Two weeks ago, my fiancée and I went to a Missionary Baptist Church in Kankakee, Illinois, where I live and work. I’ve been to predominantly black churches before, but this time I heard something that I had not before: the pastor of the church and the guest preacher both talked a bit about the role of the listeners in a preacher’s performance. It’s something that one can see in the black church, but I had never heard it discussed specifically before.
When the pastor gave a lengthy introduction to Dr. William H. Copeland, one of the most prominent figures in Kankakee’s black community, he encouraged the congregation to get involved. He said something like, “Preaching isn’t just the pulpit, it’s also the pew. When you ‘Amen,’ you can help a preacher preach.” He also exhorted the congregation to do no less for their guest than they would for another preacher.
For me, one of the most visually striking things about the African-American Christian tradition is the image of the preacher at the pulpit flanked by one or more other preachers urging him on. When Dr. Copeland came to the pulpit, he talked about the need for other preachers, seated behind him and on either side, to support him as well. He joked that there are some “jackleg preachers” that sit up front with their legs crossed and flipping through a Bible rather than voicing their support for their colleague at the pulpit, and told us to let him know if any of the four up there with him were doing that. Dr. Copeland preached about hell with the story of Lazarus and the rich man as his text, beginning softly and building up to a passionate conclusion and gospel invitation.

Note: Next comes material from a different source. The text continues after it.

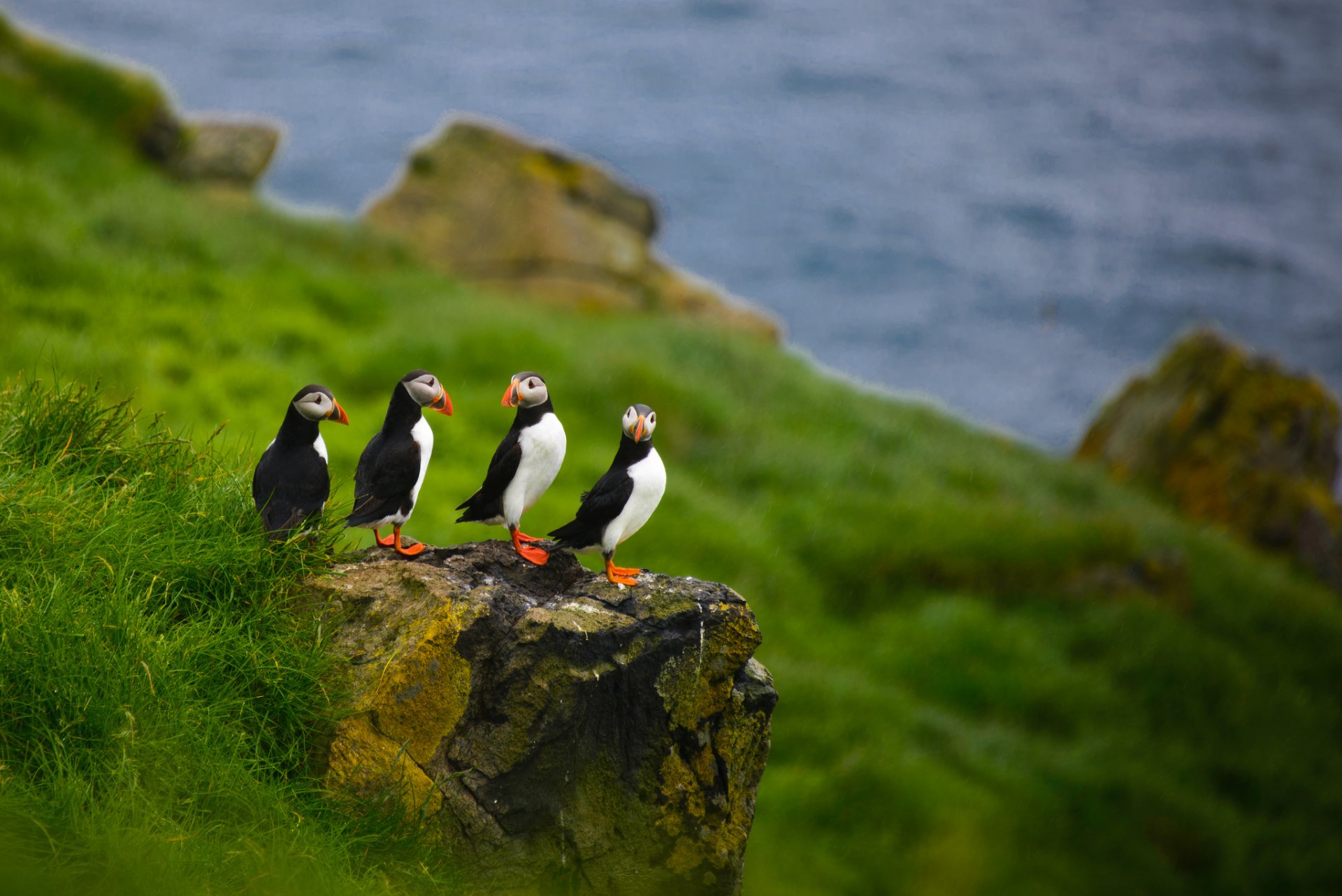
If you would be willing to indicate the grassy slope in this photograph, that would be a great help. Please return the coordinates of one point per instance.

The music was tremendous, with a medium-sized choir accompanied by an organ and drum set. I don’t want to be a white person who idealizes the black church, or feels that he has to be ashamed that white Protestantism is too low key and therefore not “spiritual” enough. I mean, really, if I hear one more white person sheepishly call his congregation “the frozen chosen” because they don’t clap their hands, I might go nuts. But I have loved the few experiences that I have had in black churches, and I do hope that God’s people in this country and around the world can find more ways to worship together and learn from each other’s traditions. All of God’s people are going to be worshipping together forever, so why not start now?